Tillman led his group - including an Afghan soldier - back on a rescue machine, seeking cover on an overlooking ridge. From there Tillman could see a second Humvee and four armed soldiers pull out from behind the disabled Humvee. The men below started firing blindly in every direction. They would later say they thought they were surrounded.

A soldier alongside Tillman described the events in a sworn testimony.

"A GMV [vehicle] with a .50-cal rolled into our sight and started to unload on top of us," he said.
"Tillman and I were yelling 'Stop! Stop! Friendlies! Friendlies! Cease fire!' But they couldn't hear us."

The driver became confused when he saw the Afghan next to Tillman. He soon realized they were firing on fellow Rangers.

"I yelled twice 'We have friendlies on top!'" said the driver. "The crew must have not heard me because my vehicle opened fired on them. I screamed, 'No!' and then yelled repeatedly several times to cease fire. No one heard me."

Desperate to stop the onslaught, Tillman uncorked a smoke grenade to signal that he too was a Ranger. It seemed to work, the shooting stopping long enough for Tillman to stand and stretch, according to his fellow soldier.

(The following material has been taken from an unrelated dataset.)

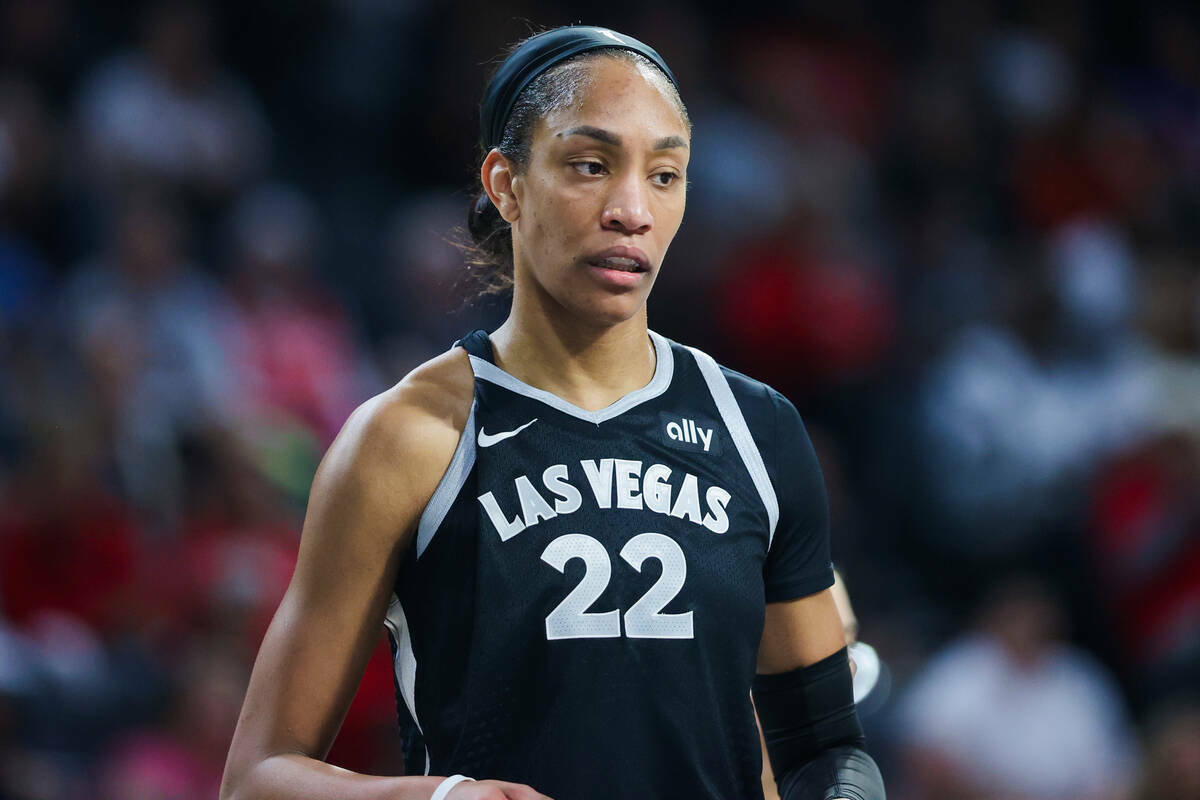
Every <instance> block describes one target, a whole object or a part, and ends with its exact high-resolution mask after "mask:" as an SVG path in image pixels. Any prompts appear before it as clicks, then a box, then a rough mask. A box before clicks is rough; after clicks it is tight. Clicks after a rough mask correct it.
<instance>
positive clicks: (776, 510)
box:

"We thought the battle was over," said the soldier next to Tillman. "So we were relieved, getting up stretching out and talking with one another when I heard some 5.56 rounds coming from the vehicle. They started firing again. That's when I hit the deck and started praying."

Tillman wasn't so lucky. Three rounds found their way into him.

"I know this because I could hear the pain in his voice as he called out: 'Cease fire! Friendlies! I am Pat (expletive) Tillman damn it!'" the soldier said. "He said this over and over again until he stopped."

That's when the soldier heard a gruesome noise.

"I heard what sounded like water pouring down," he said. "I then looked over at my side to see a river of blood coming down from where he was. I had blood all over my shoulder from him and when I looked at him, I saw his head was gone."

Official report pending

Col. Joseph G. Curtin, a U.S. Army spokesman, swears justrice will be served.

"The bottom line is we will go where the truth leads us," said Curtin. "We will get the answers to the best of our abilities."

Mary Tillman has been haunted by questions about her son's death ever since she read the first "official" report.

"There have been so many discrepancies so far that it's hard to know what to believe," Mary Tillman said back in September, 2005. "There are too many murky details."

In March, after yet the launch of the latest report, her husband, Patrick Tillman Sr., remained skeptical.

"I think it's another step," he said at the time. "But if you send investigators to reinvestigate an investigation that was falsified in the first place, what do you think you're going to get?"